Untuk mengenal diri, orang harus masuk ke dalam dirinya. Sebuah alasan yang sederhana tetapi sebuah pekerjaan yang memakan waktu yang lama. Orang yang mau mengenal dirinya adalah mereka yang mampu menciptakan ruang kesunyiaan batin serentak membangun kedekatan dengan Sang Sunyi (Allah).

Ebit G. Ade, adalah musikus yang terkenal dengan kelihaiannya dalam membangun refleksi pada deretan syair-syair lagu.

iklan

“Kita mesti telanjang dan benar-benar bersih, suci lahir dan di dalam batin.” Syair ini merupakan sebuah ajakan  untuk ‘telanjang’.

Telanjang di sini mendapat arti  keterbukaan hati yang total di hadapan Allah. Ketika kita masih bayi, lahir di palungan bunda, kita masih didekap dalam keadaan telanjang.

Seperti itulah gambaran yang mau ditekankan oleh Ebit G. Ade. Bahwa orang mesti menelanjangi batinya, memeriksa batin agar mencapai hidup yang berkenan di hati Allah.

Telanjang juga mendapat gambaran hidup yang polos, apa adanya, tanpa topeng dan kemunafikan diri.

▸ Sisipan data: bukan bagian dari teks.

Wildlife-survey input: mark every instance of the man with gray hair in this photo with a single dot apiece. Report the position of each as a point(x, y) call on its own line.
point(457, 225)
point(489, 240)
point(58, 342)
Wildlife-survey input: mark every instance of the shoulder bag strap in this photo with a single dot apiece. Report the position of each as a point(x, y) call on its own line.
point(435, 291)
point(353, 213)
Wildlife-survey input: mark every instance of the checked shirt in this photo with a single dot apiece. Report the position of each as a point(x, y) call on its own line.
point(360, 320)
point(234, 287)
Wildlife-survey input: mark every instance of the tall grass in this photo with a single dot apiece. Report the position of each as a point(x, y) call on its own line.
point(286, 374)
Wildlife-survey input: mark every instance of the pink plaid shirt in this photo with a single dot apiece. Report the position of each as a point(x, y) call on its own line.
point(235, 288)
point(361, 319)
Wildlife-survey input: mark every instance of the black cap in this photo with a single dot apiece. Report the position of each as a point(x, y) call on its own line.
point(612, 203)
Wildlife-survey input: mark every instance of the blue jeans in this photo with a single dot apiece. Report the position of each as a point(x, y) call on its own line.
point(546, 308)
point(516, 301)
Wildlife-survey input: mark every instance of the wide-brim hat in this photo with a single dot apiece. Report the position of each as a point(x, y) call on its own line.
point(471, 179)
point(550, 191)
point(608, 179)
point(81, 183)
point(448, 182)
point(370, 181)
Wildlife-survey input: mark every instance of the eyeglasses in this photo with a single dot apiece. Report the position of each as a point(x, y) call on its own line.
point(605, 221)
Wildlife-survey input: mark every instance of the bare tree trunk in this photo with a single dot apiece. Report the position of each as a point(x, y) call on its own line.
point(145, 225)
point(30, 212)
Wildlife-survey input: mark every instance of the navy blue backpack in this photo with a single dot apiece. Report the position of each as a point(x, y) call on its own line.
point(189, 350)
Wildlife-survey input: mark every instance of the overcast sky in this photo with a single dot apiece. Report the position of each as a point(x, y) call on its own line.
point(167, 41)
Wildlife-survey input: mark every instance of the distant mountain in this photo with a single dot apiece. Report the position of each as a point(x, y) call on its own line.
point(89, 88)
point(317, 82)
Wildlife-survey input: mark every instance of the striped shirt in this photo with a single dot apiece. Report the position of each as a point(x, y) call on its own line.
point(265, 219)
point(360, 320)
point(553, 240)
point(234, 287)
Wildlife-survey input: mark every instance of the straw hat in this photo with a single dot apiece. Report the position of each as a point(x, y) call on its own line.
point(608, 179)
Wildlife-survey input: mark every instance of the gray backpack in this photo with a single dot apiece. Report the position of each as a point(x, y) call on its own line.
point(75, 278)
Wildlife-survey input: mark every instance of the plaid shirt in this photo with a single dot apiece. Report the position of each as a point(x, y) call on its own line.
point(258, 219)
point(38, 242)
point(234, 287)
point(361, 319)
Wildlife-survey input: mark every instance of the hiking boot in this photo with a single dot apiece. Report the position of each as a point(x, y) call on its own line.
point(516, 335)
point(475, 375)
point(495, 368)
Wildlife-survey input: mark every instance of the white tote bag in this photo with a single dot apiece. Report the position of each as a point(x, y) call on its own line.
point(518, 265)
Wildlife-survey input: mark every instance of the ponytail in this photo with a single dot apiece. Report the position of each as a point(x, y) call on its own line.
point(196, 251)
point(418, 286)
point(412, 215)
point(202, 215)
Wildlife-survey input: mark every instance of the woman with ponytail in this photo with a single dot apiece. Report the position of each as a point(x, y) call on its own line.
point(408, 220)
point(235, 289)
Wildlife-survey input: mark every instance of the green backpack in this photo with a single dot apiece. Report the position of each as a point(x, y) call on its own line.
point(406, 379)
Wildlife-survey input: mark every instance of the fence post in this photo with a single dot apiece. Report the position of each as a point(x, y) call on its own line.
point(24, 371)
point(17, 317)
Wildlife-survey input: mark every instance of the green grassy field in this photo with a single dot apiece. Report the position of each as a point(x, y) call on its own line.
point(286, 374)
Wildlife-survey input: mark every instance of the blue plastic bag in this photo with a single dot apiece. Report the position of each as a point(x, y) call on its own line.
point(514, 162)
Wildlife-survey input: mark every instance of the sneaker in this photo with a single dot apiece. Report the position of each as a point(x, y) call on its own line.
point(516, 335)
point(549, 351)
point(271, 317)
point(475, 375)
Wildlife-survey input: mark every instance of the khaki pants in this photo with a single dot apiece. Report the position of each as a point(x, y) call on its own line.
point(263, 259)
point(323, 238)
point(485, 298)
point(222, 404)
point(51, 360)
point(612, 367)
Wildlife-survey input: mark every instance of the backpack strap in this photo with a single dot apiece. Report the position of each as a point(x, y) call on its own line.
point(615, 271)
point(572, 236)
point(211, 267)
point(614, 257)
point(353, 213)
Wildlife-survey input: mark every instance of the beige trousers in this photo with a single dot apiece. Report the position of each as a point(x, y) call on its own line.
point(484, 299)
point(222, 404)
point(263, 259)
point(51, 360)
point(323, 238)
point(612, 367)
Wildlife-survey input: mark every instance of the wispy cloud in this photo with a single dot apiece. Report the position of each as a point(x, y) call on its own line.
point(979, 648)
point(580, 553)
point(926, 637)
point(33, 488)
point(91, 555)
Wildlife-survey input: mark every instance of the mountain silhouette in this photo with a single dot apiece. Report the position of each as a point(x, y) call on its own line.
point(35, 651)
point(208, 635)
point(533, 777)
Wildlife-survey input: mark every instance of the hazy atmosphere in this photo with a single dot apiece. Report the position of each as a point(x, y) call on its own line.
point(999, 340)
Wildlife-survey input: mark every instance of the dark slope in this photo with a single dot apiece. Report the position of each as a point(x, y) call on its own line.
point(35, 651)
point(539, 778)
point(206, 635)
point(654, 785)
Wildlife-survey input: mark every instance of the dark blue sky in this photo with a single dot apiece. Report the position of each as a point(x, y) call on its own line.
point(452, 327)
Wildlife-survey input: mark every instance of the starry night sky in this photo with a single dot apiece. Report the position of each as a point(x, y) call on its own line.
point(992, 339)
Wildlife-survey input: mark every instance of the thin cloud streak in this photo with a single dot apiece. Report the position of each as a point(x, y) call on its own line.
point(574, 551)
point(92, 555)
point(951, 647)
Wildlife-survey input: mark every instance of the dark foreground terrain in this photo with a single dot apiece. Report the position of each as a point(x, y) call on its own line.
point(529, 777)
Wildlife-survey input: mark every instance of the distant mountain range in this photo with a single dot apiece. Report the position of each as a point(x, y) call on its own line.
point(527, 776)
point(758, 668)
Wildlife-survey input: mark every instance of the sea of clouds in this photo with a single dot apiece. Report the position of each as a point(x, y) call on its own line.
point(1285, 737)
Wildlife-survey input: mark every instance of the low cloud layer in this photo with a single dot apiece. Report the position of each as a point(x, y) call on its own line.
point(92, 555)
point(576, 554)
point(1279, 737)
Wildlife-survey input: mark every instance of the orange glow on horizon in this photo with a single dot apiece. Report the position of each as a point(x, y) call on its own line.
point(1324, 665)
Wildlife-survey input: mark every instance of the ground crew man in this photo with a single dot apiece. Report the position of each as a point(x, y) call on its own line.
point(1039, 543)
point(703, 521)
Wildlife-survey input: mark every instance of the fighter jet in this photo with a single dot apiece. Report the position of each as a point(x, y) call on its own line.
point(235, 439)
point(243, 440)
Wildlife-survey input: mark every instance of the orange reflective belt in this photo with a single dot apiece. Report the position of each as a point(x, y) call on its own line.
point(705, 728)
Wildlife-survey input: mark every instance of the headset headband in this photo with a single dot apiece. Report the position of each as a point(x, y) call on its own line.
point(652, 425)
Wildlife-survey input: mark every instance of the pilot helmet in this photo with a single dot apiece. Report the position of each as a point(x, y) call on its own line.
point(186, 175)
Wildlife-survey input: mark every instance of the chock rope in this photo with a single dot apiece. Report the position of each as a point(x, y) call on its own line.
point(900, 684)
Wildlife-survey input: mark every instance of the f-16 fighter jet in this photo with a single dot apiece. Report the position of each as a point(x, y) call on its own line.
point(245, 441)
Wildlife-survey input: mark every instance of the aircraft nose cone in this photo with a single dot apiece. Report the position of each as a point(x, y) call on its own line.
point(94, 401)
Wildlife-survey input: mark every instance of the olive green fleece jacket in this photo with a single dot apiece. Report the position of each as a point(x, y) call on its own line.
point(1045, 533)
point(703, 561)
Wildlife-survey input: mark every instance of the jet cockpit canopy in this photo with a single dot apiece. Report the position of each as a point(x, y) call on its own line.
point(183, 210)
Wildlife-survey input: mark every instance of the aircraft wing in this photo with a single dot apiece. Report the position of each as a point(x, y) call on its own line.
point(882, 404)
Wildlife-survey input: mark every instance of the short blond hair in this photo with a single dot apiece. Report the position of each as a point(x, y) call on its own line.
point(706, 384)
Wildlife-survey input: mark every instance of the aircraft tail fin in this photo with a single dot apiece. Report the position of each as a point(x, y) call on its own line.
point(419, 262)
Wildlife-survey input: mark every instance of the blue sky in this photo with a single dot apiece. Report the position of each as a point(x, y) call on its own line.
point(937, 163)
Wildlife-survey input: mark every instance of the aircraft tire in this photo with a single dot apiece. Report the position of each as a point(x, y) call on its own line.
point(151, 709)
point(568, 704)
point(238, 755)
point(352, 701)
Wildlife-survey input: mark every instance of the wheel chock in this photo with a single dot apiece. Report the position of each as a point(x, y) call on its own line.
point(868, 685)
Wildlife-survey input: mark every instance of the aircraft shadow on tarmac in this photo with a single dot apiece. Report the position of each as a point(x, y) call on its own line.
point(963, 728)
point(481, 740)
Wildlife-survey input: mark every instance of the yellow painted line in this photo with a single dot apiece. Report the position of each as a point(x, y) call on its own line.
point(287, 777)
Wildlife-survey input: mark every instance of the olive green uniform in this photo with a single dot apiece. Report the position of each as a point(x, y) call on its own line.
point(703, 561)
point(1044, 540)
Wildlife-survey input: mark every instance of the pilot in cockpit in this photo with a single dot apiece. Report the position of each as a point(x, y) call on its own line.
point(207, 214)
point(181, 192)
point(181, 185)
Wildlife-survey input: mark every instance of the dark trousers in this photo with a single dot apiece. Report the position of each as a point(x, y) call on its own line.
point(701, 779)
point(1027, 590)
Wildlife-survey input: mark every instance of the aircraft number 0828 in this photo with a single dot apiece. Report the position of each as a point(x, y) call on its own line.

Ajakan dari Ebit G. Ade untuk hidup benar-benar bersih merupakan ajakan untuk lahir baru, suci dari dalam batin.

Selain itu, dalam syair berikutnya Ebit menulis : “Tengoklah ke dalam sebelum bicara, singkirkan debu yang masih melekat oh, singkirkan debu yang masih melekat.”

Syair ini merupakan sebuah ajakan untuk menengok diri, menyelami kedalaman batin, serentak menyadari segala kekurangan-kekurangan masa lalu. Menengok diri berarti melihat segala keteledoran hidup pribadi sebelum menatap selumbar balok di mata seorang sahabat.

Artinya, kita mengkritik diri terlebih dahulu sebelum memberi kritik atas persoalan orang lain. Mengkritik diri berarti mengambil waktu barang sejenak, membiarkan batin berbicara atas apa yang sudah-sudah.

Memang sulit sekali seseorang mengakui kesalahannya, yang ada ia malah membela diri.

“Anugerah dan bencana adalah kehendak-Nya, kita mesti tabah menjalani. Hanya cambuk kecil agar kita sadar, adalah Dia diatas segalanya.”

Kerap dalam hidup, kita mempertanyakan bencana yang menimpa kita. Sepertinya kita mau menghindar dari sebuah persoalan hidup. Ada banyak pertanyaan yang muncul, mengapa peristiwa seperti ini menimpa hidup  saya?

Ebit G. Ade mau mengajak kita melihat segala persoalan hidup dari kaca mata iman. Bahwa Tuhan tidak pernah meletakkan beban di atas pundak kita lebih dari yang bisa kita pikul.

Dalam buku When Bad Things Happen to Good People, Harold S. Kushner menulis: Tuhan melakukan ujian dan cobaan hanya kepada orang-orang, yang Tuhan anggap mereka mampu menjalaninya, supaya setelah ujian itu berlalu, orang dapat melihat begitu teguh iman mereka.

Hal ini mau mengungkapkan kepada kita bahwa kita mesti tabah dan bersabar terhadap rancangan Allah. Mungkin, hanya cambuk kecil yang Tuhan berikberikan supaya kita menjadi sadar bahwa kita mesti harus banyak berbenah, membangun hidup  yang jujur dan berlaku adil terhadap sesama.

Akhirnya, saya mengajak kita sekalian untuk menelanjangi hati dan batin kita, yang kerap dipenuhi oleh keegoisan diri serta topeng kemunafikan.

Kita diajak hidup jujur di hadapan Allah seraya menyadari kerapuhan dan kelemahan kita. Kita harus ber-metanoia, menjaga mulut dan hati  agar dilayakan untuk memasuki masa suci Pra Paskah. Jika kita hidup bersih, Tuhan masuk dan bersemayam.

*Penulis adalah tamatan STFK Ledalero, sekarang bekerja sebagai jurnalis Ekora NTT.